Intuition built from experience is not the alternative to good process. For the right person on the right problem, it was always the process.
Frequently asked questions
Isn't skipping research just reckless guessing?
No, and conflating the two is the most common mistake people make on this topic. Intuition is compressed experience - pattern recognition built from years of shipping real things and watching what fails. Reckless guessing has no information behind it. The difference is whether the person making the call has actually done the work before, not whether they produced a research document first.
Does this approach work for everyone, or just experienced developers?
It scales with depth of experience, so no, it does not work the same way for everyone.

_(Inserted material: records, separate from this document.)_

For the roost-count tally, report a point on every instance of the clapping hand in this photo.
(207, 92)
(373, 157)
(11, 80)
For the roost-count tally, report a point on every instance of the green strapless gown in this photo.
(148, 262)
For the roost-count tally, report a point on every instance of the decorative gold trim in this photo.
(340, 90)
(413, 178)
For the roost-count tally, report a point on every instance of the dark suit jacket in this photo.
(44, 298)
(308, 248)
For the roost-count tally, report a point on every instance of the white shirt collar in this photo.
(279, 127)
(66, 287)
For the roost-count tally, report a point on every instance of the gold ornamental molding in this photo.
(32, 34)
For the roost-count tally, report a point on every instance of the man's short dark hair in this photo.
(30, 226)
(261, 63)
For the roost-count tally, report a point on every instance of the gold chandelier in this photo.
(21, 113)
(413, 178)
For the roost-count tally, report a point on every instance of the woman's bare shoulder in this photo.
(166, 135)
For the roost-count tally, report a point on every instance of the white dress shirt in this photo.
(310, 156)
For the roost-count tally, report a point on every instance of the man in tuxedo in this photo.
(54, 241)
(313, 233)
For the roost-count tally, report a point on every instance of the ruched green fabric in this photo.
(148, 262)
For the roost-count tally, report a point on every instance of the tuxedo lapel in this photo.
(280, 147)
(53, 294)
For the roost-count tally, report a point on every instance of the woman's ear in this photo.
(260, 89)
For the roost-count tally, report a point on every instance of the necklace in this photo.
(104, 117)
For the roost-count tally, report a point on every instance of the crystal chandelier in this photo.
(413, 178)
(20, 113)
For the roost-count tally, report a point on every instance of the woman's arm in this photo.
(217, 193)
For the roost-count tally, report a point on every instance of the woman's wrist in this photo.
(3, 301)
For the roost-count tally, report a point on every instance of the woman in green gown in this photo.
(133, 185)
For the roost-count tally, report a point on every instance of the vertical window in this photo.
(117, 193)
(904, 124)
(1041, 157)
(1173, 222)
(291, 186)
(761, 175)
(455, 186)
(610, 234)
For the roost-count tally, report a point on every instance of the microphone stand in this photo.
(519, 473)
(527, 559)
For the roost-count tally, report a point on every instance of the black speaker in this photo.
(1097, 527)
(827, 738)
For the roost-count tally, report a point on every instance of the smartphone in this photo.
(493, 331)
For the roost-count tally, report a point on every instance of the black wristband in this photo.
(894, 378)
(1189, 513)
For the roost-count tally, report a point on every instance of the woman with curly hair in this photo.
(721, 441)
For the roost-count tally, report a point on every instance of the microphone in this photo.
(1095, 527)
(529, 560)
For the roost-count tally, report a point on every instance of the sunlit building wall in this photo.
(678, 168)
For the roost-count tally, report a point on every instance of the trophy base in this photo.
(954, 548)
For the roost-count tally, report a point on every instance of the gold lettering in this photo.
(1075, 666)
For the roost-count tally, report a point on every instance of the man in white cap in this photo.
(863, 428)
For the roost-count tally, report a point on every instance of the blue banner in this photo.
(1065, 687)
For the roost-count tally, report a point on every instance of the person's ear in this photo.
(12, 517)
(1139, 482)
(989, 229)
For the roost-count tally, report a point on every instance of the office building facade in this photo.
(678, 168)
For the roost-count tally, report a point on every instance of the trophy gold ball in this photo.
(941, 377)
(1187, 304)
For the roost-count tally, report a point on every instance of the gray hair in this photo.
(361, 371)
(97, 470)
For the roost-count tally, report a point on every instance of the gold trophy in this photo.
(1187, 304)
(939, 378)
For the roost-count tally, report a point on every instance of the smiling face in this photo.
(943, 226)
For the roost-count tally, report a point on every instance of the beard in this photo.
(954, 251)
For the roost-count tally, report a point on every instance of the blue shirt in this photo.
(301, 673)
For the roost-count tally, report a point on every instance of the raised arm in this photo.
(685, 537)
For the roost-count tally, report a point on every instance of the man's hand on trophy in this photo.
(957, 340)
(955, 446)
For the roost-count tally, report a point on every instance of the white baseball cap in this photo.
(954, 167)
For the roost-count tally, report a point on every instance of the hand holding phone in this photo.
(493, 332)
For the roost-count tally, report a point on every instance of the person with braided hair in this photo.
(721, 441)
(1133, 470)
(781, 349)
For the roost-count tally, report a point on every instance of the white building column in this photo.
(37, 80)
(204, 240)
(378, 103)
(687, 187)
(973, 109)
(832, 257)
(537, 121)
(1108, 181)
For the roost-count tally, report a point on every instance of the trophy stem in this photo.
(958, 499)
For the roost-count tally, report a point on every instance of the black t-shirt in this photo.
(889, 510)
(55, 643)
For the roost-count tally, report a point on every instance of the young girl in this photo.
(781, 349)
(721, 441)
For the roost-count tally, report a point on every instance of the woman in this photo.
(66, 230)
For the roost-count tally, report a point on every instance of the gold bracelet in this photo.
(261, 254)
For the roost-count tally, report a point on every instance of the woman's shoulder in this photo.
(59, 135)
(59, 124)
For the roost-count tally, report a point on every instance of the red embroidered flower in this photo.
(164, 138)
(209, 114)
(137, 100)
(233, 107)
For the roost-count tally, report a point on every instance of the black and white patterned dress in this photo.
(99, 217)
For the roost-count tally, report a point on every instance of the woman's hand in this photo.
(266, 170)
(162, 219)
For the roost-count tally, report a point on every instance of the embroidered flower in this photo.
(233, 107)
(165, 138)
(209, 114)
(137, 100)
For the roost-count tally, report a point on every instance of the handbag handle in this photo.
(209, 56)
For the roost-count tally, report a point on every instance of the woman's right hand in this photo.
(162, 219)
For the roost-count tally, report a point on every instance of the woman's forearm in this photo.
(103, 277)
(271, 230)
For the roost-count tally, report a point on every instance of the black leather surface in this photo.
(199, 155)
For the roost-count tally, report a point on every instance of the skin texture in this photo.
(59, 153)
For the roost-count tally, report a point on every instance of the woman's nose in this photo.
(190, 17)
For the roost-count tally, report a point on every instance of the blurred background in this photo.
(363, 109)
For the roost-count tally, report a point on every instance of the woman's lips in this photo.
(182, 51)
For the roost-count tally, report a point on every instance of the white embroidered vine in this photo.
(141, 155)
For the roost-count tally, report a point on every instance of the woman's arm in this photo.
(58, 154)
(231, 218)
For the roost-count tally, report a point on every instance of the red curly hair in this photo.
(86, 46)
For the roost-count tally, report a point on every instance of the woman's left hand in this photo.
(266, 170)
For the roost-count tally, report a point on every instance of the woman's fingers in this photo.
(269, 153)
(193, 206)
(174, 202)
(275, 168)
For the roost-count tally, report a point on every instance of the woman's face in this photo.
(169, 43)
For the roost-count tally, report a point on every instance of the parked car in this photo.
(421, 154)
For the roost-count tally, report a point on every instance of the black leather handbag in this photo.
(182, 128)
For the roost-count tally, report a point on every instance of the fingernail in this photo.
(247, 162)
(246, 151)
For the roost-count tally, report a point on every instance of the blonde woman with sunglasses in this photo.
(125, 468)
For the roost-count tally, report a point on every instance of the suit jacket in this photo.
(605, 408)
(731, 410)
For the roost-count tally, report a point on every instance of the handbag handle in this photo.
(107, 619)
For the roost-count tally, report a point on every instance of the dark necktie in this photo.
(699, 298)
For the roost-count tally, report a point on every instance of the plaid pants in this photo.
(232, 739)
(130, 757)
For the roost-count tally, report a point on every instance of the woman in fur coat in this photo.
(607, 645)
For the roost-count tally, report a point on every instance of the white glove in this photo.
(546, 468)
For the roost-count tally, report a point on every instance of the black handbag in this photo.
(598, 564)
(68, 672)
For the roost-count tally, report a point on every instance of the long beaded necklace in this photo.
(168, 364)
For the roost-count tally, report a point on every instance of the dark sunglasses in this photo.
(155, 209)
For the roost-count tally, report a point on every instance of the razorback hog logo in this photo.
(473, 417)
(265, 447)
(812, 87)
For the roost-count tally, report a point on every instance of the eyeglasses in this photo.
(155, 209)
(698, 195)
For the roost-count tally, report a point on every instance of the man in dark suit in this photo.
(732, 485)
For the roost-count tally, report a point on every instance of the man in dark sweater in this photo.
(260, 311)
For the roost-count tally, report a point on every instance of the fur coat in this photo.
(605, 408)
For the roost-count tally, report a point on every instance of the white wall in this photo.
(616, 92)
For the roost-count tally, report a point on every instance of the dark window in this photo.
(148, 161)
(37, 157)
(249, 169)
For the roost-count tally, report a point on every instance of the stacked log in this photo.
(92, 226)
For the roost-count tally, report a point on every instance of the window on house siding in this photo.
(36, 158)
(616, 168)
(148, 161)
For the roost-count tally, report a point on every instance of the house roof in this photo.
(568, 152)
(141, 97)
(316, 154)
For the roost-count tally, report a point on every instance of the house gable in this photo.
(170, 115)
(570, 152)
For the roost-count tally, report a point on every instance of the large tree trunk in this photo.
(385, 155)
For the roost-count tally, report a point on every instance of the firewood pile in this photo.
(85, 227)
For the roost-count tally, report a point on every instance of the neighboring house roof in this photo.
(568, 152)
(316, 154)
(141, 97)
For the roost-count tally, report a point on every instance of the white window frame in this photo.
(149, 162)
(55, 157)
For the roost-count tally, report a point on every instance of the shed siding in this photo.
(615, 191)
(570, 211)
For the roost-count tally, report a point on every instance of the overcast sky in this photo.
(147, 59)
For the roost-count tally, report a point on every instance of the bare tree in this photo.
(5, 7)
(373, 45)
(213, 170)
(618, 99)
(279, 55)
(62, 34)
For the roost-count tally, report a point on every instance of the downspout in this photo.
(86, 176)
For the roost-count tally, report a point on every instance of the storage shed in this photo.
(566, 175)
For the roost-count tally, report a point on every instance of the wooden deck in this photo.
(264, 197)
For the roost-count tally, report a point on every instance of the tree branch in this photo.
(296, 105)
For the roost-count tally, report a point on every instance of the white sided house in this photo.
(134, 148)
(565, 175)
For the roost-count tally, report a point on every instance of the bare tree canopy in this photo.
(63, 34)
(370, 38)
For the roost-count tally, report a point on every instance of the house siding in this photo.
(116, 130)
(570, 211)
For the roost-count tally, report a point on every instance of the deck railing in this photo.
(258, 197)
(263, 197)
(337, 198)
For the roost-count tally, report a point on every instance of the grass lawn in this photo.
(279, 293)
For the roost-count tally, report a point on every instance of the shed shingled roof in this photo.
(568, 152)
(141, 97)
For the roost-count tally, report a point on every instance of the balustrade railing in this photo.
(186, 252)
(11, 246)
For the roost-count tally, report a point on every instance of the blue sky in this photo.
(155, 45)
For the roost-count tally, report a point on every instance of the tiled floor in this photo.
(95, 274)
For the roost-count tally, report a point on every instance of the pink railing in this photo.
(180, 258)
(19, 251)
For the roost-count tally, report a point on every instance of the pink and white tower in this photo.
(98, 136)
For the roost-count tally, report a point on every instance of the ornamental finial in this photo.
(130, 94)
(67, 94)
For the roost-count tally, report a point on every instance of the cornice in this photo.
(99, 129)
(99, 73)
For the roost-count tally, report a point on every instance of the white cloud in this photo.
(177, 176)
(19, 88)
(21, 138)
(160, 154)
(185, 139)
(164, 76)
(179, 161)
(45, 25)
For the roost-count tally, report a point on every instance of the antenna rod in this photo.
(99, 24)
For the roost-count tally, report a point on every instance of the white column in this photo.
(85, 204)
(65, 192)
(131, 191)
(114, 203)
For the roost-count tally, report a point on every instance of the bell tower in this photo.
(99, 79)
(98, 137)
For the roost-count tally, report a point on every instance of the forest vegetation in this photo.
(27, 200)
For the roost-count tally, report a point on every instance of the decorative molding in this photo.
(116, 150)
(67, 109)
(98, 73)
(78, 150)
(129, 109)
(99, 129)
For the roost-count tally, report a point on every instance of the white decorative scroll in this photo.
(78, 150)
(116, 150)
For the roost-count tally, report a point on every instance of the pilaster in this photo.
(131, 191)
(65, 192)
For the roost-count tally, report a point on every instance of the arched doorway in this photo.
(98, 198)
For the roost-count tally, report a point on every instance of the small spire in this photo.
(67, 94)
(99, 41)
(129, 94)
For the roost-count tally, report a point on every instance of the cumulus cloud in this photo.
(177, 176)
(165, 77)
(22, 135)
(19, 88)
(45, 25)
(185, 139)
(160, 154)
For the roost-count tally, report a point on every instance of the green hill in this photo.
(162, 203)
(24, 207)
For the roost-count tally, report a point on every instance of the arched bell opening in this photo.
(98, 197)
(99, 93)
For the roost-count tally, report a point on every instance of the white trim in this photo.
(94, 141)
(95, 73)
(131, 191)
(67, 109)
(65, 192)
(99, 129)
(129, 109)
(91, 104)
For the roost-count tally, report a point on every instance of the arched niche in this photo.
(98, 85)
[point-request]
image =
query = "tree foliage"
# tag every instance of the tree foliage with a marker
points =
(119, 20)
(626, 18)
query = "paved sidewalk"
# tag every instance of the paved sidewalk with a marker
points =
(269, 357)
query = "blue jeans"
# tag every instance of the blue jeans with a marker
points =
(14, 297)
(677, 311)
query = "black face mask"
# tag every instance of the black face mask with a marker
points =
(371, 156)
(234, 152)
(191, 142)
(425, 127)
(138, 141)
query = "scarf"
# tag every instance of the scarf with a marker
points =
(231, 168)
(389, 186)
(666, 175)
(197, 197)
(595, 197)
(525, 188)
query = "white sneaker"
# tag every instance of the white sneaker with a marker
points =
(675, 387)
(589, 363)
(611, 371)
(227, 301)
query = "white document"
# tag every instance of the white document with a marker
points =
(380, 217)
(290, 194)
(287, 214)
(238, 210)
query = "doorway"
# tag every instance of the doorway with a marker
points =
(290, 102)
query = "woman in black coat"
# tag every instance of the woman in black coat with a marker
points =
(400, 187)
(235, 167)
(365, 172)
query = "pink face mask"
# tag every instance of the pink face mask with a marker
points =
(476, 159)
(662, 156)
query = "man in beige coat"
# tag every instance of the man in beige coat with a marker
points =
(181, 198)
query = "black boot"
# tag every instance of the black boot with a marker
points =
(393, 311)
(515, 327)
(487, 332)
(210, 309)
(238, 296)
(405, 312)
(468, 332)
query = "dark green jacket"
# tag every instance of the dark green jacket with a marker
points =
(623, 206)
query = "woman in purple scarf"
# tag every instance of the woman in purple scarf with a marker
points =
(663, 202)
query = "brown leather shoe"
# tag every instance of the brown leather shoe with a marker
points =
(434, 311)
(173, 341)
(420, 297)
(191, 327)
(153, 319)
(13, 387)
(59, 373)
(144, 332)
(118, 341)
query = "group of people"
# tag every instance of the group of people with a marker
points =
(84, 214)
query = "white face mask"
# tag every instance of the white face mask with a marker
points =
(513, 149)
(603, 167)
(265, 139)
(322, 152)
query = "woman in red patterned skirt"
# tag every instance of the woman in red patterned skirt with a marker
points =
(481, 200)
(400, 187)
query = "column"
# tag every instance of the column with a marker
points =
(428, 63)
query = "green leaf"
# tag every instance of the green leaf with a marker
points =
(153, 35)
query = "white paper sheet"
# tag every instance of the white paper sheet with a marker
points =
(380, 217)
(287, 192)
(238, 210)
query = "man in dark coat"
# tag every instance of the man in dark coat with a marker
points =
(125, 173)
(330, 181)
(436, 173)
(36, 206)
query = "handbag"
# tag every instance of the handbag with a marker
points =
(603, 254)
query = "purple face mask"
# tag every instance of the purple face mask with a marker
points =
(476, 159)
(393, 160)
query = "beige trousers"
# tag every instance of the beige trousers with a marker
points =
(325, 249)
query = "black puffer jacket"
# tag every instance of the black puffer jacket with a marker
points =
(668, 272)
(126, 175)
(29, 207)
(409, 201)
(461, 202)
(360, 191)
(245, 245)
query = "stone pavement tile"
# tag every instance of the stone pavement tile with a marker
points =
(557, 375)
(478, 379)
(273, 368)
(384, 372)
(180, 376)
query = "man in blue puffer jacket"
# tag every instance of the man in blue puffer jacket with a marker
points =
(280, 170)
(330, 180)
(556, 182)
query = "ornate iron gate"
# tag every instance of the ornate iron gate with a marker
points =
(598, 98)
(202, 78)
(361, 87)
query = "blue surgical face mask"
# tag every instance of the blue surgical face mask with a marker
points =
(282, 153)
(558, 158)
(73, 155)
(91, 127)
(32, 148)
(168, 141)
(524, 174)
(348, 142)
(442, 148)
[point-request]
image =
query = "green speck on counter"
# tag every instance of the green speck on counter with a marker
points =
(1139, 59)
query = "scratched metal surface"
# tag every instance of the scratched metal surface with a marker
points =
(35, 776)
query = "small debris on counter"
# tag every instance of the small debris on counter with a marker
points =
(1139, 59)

Someone early in their career genuinely needs the scaffolding of research to build the mental models that intuition later automates. The argument is not that research is always wrong - it is that for people who have accumulated real domain knowledge, excessive analysis often delays what they already sense is correct.
How does AI change this calculation specifically?
AI collapses the cost of iteration. When building something used to take weeks, being wrong was genuinely expensive. Now, a wrong turn costs you a day, sometimes hours. That changes how much validation you need before committing. You still need judgment about what to build, but you need far less certainty before you start, because correcting course is cheap.
What do you do when intuition conflicts with what a stakeholder or client wants?
Two different problems. If a teammate pushes back, build the thing and bring the artifact to the conversation - people converge on concrete things much faster than abstractions. But in agency or client work, the dynamic is different. Clients need to trust the process, not just the outcome. If you can't explain how you got to the answer, the answer itself becomes harder to sell. In those contexts, the research process is doing relationship and trust work that a prototype alone can't fully replace.
Can you train product intuition, or do you just have it?
You train it by shipping, failing, and shipping again - not by reading more frameworks or attending more workshops. Every time you build something and watch real users interact with it, you update your internal model of what works. The people with strong intuition are not smarter. They just have more reps.